1A Aantallen installaties geaccumuleerd per jaar per categorie
In deze figuur heb ik zowel de meest recente gegevens voor de
jaren 2009-2010 ingebracht (spreadsheet update 23 april 2012; zie voor
verouderde gegevens de eerdere analyses in de CertiQ overzichten voor
2009 en 2010),
als de nieuwste data die CertiQ in hun gereviseerde 2011 jaar rapport
hebben opgegeven. In dit diagram de geaccumuleerde aantallen
installaties die per deelcategorie door CertiQ zijn opgevoerd per jaar
(voor de procentuele verschillen tussen de jaren, zie de volgende grafiek).

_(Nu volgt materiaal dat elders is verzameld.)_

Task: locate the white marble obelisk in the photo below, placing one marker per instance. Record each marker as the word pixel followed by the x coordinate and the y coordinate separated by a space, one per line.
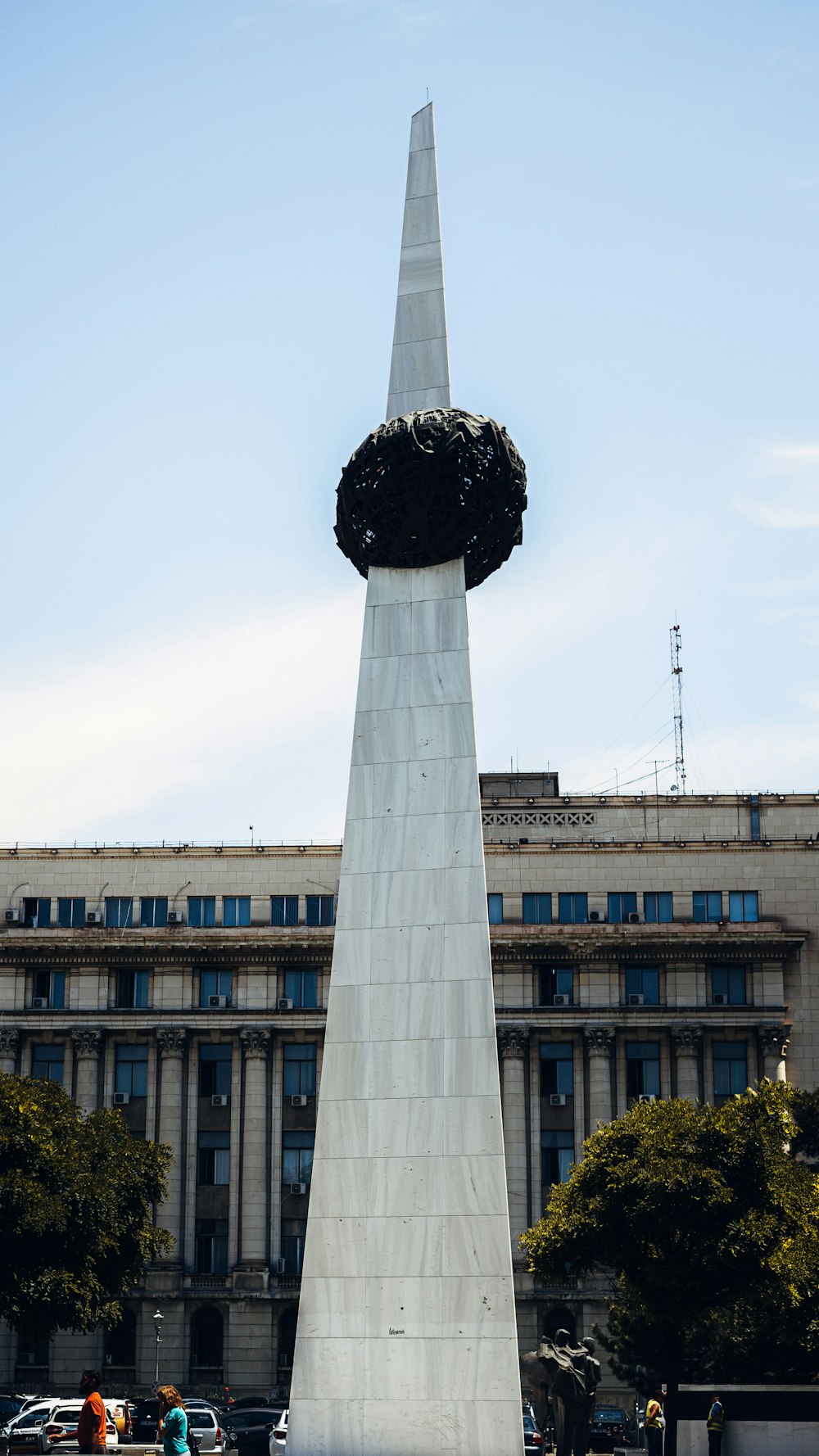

Daarbij werden, typisch voor een "hoog"spannings-netbeheerder,
indelingen getoond zoals "zonne-installatie categorie 0,004 MW".
Wat natuurlijk een absurde wijze van uitdrukken is, omdat de bikkelharde
realiteit in Nederland is dat de allergrootste hoeveelheid PV-installaties
nooit de 5 kWp te boven zal komen. Ergo: kWp is de maat der dingen in
ons polderlandje, als het om zonnestroom gaat, en dat is dan ook de eenheid
die ik heb gebruikt in de X-as opgaves. Daarbij geeft volgens de TenneT
"logica" de door hen weergegeven categorie "0,004 MW"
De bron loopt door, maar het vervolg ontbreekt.